Clearly, this is bad. There is no room for that kind of blatant racism in the world we live in. However, we have seen a different form of racism take place in popular sports, especially football.
Pitts and Yost (2012) highlight racial position segregation in college football, saying that African-American high school quarterbacks are among those more likely to change positions in college than their white counterparts. African-American quarterbacks who enter college are often switched to more athletic positions like wide receiver or defensive back, mostly because of their superior athletic ability.

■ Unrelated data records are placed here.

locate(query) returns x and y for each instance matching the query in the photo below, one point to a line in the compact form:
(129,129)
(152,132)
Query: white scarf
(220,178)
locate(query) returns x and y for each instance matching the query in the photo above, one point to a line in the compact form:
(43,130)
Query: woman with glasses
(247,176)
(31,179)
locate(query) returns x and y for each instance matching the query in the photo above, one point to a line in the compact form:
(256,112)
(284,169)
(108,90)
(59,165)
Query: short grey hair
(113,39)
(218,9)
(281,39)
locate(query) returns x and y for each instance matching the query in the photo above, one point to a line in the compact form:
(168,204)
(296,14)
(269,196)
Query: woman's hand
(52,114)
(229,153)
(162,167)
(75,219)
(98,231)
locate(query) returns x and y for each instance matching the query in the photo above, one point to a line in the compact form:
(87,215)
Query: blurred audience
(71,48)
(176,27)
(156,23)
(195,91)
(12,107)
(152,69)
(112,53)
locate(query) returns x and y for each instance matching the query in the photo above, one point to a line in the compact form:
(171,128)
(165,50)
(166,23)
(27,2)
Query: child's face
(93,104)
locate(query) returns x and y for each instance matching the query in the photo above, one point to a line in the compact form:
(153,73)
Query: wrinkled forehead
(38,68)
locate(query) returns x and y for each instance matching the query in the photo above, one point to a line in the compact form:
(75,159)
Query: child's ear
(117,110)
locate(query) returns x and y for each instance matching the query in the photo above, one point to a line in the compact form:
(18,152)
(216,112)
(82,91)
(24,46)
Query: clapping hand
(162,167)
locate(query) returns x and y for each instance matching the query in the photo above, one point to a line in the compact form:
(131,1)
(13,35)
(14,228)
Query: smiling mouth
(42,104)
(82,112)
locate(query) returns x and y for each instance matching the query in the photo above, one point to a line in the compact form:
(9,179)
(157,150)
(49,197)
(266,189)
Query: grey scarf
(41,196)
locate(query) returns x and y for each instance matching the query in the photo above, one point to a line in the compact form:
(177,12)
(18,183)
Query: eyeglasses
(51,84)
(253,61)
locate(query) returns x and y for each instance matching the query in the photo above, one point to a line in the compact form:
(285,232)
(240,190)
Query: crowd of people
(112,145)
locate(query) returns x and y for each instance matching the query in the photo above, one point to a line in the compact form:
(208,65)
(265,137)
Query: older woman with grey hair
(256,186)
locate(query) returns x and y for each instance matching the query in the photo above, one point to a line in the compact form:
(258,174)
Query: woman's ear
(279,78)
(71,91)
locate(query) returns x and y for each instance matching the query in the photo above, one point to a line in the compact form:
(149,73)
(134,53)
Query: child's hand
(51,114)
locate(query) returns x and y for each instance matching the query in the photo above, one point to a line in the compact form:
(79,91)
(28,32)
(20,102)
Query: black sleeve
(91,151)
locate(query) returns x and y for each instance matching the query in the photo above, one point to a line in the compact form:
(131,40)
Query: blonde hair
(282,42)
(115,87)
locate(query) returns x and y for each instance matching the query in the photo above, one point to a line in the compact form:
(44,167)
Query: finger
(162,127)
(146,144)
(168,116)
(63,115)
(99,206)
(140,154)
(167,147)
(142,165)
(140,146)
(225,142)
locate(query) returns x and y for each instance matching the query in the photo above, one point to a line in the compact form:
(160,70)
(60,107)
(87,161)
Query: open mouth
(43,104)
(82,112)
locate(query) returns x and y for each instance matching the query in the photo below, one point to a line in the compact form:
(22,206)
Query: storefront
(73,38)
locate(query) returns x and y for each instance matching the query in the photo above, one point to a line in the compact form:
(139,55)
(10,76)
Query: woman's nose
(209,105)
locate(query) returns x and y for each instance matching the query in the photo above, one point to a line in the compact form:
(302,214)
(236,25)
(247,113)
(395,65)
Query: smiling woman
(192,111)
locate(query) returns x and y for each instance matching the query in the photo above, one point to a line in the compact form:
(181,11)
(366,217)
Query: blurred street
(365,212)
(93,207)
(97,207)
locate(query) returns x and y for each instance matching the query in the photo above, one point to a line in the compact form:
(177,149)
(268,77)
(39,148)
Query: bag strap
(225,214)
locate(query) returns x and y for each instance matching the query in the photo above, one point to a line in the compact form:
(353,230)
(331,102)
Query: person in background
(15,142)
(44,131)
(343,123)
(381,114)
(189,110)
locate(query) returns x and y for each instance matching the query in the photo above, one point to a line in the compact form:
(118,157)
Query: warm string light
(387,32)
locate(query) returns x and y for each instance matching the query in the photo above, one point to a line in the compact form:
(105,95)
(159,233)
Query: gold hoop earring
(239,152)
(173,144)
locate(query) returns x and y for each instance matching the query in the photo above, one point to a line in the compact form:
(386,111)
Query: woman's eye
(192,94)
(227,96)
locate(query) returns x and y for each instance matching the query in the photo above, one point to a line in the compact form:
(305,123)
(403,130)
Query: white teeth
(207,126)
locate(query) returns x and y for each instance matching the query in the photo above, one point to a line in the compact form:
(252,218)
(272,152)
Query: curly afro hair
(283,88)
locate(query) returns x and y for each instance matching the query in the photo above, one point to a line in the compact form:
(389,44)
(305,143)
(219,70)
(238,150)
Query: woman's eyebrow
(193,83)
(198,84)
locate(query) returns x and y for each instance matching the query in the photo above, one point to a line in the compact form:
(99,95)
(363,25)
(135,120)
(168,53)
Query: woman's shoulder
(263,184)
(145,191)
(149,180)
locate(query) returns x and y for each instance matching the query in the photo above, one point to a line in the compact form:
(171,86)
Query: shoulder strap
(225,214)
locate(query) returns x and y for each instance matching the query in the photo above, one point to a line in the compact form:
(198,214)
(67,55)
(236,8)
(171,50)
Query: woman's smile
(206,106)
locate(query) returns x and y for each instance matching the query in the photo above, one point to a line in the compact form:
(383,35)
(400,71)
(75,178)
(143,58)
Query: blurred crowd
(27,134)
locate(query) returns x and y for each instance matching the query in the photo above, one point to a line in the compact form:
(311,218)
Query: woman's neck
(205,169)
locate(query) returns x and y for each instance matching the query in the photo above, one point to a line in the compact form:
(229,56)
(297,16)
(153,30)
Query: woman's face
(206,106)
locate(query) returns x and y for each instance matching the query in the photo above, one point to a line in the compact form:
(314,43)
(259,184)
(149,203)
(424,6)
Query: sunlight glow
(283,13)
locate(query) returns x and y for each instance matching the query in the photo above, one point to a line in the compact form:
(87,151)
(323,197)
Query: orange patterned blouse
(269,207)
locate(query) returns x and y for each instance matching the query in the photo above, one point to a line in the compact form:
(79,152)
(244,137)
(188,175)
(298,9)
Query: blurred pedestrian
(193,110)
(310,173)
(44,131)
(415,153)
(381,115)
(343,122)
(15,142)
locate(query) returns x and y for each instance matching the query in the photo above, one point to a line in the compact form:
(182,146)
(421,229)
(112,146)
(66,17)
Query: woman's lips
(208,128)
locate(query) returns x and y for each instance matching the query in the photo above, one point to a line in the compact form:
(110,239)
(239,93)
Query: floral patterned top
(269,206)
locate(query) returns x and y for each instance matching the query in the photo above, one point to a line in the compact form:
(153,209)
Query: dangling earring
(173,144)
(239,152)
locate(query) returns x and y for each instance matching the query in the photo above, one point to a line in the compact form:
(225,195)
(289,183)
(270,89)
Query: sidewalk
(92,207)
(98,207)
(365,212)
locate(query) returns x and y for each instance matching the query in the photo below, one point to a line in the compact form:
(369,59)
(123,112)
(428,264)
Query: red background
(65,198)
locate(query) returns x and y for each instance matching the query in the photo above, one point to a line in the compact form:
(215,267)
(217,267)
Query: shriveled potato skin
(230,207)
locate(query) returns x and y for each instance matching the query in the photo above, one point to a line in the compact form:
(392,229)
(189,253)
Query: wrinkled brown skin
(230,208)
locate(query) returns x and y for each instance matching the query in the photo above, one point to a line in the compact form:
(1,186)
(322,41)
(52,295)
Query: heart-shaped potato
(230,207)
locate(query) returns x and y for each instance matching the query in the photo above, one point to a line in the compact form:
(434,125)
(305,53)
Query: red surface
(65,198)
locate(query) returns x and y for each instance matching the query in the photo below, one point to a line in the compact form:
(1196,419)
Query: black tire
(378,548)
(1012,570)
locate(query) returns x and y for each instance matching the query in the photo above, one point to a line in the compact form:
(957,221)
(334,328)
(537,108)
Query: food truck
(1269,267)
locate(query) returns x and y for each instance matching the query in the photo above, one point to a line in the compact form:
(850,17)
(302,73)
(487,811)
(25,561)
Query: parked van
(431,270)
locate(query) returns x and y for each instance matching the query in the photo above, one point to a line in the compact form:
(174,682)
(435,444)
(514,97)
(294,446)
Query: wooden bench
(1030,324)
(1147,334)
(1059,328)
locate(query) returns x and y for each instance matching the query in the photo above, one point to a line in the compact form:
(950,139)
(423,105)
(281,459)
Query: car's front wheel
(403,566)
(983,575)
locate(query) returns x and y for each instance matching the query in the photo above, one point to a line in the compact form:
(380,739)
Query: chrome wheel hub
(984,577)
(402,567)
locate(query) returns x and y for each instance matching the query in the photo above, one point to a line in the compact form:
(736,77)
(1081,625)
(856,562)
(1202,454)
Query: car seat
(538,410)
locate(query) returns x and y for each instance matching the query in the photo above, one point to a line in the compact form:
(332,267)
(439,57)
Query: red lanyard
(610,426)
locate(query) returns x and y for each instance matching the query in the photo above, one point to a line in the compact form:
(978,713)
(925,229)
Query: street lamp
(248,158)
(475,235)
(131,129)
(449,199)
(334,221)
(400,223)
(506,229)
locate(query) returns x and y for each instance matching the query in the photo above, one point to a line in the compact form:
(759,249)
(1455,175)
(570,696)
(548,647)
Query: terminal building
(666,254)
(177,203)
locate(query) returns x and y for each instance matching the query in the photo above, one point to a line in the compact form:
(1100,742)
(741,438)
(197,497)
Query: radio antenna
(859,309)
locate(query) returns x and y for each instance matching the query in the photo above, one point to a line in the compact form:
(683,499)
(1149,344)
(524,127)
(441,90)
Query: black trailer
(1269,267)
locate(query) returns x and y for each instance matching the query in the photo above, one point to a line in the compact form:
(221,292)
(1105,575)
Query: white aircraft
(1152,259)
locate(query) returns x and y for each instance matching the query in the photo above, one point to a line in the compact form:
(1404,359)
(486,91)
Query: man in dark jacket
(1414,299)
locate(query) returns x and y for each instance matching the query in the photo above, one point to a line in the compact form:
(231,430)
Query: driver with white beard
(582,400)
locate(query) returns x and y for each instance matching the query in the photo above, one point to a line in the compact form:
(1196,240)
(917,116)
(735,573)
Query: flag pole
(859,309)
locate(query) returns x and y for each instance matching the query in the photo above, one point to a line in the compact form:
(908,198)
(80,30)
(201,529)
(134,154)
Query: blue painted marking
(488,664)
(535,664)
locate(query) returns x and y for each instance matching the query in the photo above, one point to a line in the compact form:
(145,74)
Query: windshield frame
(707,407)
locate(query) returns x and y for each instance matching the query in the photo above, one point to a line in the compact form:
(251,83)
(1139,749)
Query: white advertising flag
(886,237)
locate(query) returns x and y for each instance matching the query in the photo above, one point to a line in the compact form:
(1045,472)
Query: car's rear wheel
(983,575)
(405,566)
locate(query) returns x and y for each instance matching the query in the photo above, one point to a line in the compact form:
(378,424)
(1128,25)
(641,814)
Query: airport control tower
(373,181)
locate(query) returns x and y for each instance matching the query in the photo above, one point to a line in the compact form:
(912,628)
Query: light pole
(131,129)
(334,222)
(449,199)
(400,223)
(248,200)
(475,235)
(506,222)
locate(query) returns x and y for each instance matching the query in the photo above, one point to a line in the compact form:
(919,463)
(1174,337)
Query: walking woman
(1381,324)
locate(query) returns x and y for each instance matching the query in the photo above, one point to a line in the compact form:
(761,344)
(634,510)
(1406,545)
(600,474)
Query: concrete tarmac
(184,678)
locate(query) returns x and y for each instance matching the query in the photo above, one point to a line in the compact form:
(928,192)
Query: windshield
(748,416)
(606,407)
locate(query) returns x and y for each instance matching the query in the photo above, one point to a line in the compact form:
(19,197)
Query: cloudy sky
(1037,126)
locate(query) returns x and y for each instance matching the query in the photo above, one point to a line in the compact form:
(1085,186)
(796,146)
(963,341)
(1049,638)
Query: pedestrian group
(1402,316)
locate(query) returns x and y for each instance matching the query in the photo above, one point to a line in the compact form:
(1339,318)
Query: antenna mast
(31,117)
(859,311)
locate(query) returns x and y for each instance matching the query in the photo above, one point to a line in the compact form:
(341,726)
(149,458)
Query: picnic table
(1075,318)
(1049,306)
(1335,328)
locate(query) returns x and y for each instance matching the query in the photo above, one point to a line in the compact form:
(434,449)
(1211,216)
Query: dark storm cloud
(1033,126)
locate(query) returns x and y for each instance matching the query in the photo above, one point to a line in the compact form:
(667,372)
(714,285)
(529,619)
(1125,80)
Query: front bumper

Although racial stacking is not as obvious of a display of racism as Sterling’s comments are, both are unacceptable. The fact that Sterling owns an NBA team where four of its starting five players are African-American, and 78% of the league is African-American, makes this situation exponentially worse.
I don’t see any situation where Sterling gets out of this without some kind of repercussion. Sterling bought the Clippers in 1981 for $12.5 million. The Sacramento Kings just sold this past year for $535 million. Maybe he should take Magic’s advice and get out while he can.